Secondly, the financial systems did not keep pace with the changing macroeconomic environment. Banking institutions were not properly regulated and monitored, and financial markets were distorted by undue governmental intervention. In some cases, there were insufficient disclosure of basic information that could have enabled investors to make a better assessment of the deteriorating situation at an earlier stage.

Thirdly, the countries became overly exposed to foreign capital flows, and vulnerable balance of payments positions developed that could not be managed once confidence faded. Large current account deficits were no longer covered by total capital inflows, and the withdrawal of short-term funds from some countries exacerbated the situation.

Fourthly, bad governance in public and private sector institutions did not realise the seriousness of the underlying adverse developments, and did not take timely corrective action. When the bubble finally burst, the situation had already advanced to a stage where only costly and painful macroeconomic restructuring could salvage these economies.

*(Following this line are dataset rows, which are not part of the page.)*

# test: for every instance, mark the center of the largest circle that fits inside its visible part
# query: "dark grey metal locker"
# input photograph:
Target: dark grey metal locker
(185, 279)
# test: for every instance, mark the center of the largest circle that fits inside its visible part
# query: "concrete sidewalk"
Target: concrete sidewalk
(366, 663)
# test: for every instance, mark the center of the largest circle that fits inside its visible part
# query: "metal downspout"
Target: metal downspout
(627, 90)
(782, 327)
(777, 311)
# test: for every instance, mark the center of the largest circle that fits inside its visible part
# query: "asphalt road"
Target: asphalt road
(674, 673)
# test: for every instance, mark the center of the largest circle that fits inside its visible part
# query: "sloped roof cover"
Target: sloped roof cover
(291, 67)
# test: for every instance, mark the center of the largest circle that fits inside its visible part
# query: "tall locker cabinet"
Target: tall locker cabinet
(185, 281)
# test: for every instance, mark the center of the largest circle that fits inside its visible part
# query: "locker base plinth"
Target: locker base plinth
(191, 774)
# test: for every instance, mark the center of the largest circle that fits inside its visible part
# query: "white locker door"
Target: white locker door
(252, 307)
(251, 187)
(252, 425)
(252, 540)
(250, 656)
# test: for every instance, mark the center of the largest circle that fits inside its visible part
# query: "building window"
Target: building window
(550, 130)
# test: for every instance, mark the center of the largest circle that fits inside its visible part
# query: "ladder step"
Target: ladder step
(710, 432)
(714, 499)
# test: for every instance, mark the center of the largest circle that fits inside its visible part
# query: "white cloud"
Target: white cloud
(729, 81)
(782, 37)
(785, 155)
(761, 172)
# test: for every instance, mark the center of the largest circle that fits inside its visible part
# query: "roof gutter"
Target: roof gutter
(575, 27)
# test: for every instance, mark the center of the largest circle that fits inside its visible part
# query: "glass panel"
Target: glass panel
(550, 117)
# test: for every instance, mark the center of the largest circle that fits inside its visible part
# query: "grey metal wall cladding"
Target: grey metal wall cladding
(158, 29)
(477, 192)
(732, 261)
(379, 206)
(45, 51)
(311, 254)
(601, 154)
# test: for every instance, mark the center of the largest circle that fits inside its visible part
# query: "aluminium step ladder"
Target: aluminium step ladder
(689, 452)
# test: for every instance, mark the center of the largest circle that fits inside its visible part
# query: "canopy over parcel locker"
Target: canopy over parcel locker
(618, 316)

The experience of the afflicted East Asian countries provides ample evidence of the vulnerability of the smaller, emerging market economies in the environment of financial globalisation. Other countries, including South Africa, can also be subjected by the global financial markets to similar painful corrections, although it might be for completely different reasons. The lesson for South Africa from the East Asian crisis is therefore to be alert, to be cautious, and to be aware of the harsh but not unreasonable disciplines of the global markets.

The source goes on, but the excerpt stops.